Morrison's book, though written with unusual fluency and engagement, won't appeal to everyone. A political scientist, he doesn't write in literary cadences, and his subject's words can't please us as do the grand rhetorical flourishes of Jefferson, the fervor of Adams, or the brilliance of Hamilton. They're similar to Madison's drier, yet profounder, prose: great weight but little song. What's more, Morrison the scholar is at pains to place Witherspoon's life and works within the recent historiography of the political and constitutional developments of the early nation. That's important for anyone wishing to grasp the cleric's true and great significance in the nation's early years. But it doesn't guarantee a large audience for the book, or a new following for the man who is its focus.
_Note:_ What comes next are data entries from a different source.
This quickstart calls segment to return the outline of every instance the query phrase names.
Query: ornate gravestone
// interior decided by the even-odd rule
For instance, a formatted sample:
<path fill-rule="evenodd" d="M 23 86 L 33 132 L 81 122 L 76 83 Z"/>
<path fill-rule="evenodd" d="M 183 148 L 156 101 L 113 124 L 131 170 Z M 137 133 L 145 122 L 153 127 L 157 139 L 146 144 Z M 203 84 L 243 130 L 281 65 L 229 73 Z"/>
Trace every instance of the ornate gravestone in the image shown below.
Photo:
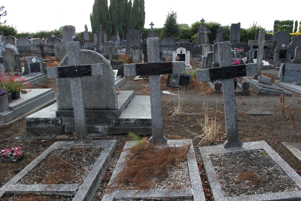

And so while Morrison makes a strong, and entirely convincing, case for Witherspoon's neglected importance, the pastor is likely to remain in the shadows of his greater contemporaries. Part of the reason is that he didn't join with the bite and edge of so many of his contemporaries in the great ideological and political fights of his day but was, instead, content always to take the middle, quieter road. Whether he would have done battle with others had he lived beyond 1794, just as the bitterest partisan warfare in the nation's history broke out, can't be guessed with any confidence. But part of the reason for Witherspoon's comparative neglect is that while we associate him with the world-historical developments of his day--forming a nation, creating a republican constitution, establishing a new American church--we can't associate him with a particular partisan ideology or expression of faith.
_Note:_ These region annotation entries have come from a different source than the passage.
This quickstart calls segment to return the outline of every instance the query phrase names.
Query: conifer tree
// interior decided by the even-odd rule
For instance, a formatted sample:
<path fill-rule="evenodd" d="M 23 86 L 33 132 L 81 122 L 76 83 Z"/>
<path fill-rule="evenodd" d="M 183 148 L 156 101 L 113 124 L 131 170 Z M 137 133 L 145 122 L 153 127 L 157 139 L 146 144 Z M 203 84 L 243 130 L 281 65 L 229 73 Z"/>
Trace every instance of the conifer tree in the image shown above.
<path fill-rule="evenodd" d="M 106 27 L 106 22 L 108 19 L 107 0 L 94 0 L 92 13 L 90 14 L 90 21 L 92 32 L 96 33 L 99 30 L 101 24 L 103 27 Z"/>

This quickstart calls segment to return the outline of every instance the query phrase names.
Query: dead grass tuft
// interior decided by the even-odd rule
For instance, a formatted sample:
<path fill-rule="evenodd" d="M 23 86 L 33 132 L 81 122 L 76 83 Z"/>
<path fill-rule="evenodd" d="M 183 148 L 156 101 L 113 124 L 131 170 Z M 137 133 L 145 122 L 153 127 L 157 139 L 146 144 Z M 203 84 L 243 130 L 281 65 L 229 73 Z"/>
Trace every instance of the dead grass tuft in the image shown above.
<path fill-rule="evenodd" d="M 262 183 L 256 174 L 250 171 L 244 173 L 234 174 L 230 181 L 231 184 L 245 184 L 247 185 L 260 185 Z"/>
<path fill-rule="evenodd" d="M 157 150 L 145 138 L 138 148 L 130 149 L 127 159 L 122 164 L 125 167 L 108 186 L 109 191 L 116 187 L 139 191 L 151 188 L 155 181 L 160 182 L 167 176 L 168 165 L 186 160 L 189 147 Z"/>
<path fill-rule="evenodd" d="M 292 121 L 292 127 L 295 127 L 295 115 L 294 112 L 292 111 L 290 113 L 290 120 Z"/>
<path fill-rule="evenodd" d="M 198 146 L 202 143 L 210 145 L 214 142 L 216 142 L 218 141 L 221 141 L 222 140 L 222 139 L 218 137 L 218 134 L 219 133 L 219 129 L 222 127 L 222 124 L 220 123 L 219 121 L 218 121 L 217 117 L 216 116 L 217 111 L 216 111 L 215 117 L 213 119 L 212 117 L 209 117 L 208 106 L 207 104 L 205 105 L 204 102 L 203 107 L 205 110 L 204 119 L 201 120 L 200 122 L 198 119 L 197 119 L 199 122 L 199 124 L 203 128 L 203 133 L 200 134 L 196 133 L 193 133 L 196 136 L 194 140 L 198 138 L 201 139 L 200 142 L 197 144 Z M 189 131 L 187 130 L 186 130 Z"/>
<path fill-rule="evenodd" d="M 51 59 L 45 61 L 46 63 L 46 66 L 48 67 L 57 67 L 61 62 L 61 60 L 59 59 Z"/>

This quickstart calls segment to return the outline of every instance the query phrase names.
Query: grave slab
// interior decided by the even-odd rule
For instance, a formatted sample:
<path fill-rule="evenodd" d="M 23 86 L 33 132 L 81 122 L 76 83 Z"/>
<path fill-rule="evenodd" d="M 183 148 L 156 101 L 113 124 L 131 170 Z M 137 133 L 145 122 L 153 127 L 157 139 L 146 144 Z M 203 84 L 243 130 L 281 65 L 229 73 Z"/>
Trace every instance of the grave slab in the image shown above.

Instead, he was a kind of grand generalist, joining and promoting, but not initiating, just about every major endeavor of his times. Like Jefferson, he steered his bark "with Hope in the head, leaving Fear astern." Like all his great contemporaries, Witherspoon was deeply engaged in the realities of his own day and rarely looked back. If he sought inspiration in his forebears in church and statecraft, he wasn't hawsered to the past, or to an earlier version of anything, but instead wrestled vigorously with his own time's complex problems, and differed from many of the other great figures of the moral tradition, yet endeavored to join his contemporaries in what the Founders thought to be the greatest of all endeavors: the creation and governance of a state.
That should be enough to earn him, as Morrison hopes, an honored and more widely acknowledged place in our history and memory.
James M. Banner Jr. is a cofounder of the National History Center and general editor of the forthcoming Encyclopedia of Washington, D.C.